Comparing Community Structure and Functional Capacity

Comparing the two datasets, the two analyses of community variation yielded highly disparate results with respect to the scale at which different environmental factors could explain variation in the data (Figure 4). Community structure data (PLFA) was associated with environmental factors between different polders, i.e., at a large landscape scale (Figure 4 and Supplementary Table S4). In contrast, functional data was poorly explained at this scale; rather environmental variation within polders offered the greatest level of explanatory power (Figure 4). Despite the difference in total explained variation, at the landscape scale the general partitioning and relative weight of the drivers was comparable for both PLFA structure and CLPP (Figure 4 and Supplementary Table S4). Both microbial community properties were most explained by the SOIL model with a small contribution of the variance being explained by VEG. Moreover, variation was highly collinear between the different models. On a local scale, patterns were markedly different between community structure and functional capacity.

Discussion

Understanding the drivers of soil microbial processes at relevant scales can help to improve management of agricultural peatlands to protect and improve desired ecosystem functioning. Through our analyses, we have examined the driving forces of microbial community structure and functioning in field margins along agricultural banks at two different scale levels; within polders (local) and between polders (landscape). We found local and landscape scale drivers to be distinct at different scale levels. The underlying variables were found to be largely different as well. This implies that the spatial scale of soil microbial studies is important when talking about driving forces of soil microbial community structure and functioning, enforcing the idea that the scale of soil management and the scale of study of soil microbial structure and functioning need to be well aligned.
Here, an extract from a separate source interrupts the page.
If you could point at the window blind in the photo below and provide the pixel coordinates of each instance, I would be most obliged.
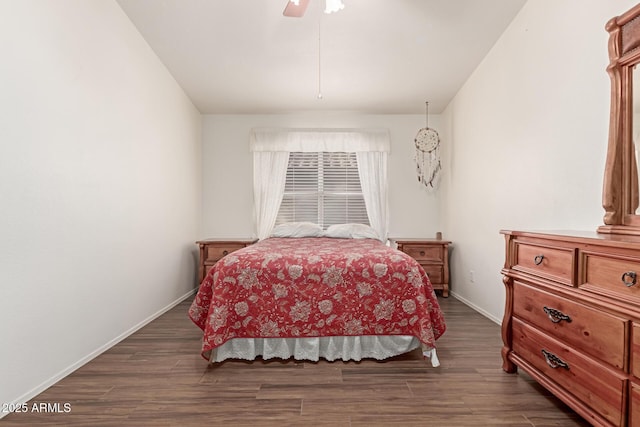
(322, 187)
Local Functioning, Landscape Structuring

While somewhat anecdotal due to the separate collection of the datasets, we showed that soil microbial community structure (PLFA) was more strongly regulated at the landscape scale, while functional capacity (CLPP) was more strongly driven at the local scale. Explained variation, while not being exceptionally high (15–20%), was comparable to other studies using similar multivariate community analysis approaches (Van der Gucht et al., 2007; Sayer et al., 2017). Future studies could consider integrated methods that address both structure and functioning conjointly (e.g., 13C PLFA, Yao et al., 2015). The inclusion of additional environmental drivers, such as specific fractions of bio-available nutrient pools, would potentially have increased the amount of explained variation. Across polder regions, e.g., at the landscape scale, the results indicate a driving role for soil characteristics, with vegetation being largely collinear with soil characteristics (for similar findings see: Kuramae et al., 2010). We therefore conclude that, with respect to soil microbial structure, differences in vegetation and nutrient management between polders are well reflected in the soil characteristics. Local microbial structure could only be led back to the applied nutrient management of the field and explained little variation. In contrast, variation in community functional capacity could be explained better by vegetation composition and spatial patterns at the local scale, with both explaining distinctly different parts of the community variation. The overlap in drivers at the landscape scale is likely due to the fact that the studied areas vary in land-use, land-history and management, which leads to landscape-scale vegetation and nutrient availability patterns that leave clear imprints in the soil. Locally, the small-scale heterogeneity of fields becomes more important in driving the specific microbial function. This mismatch in scale between structure and function has been described previously for specific microbes and their functions (Veraart et al., 2017).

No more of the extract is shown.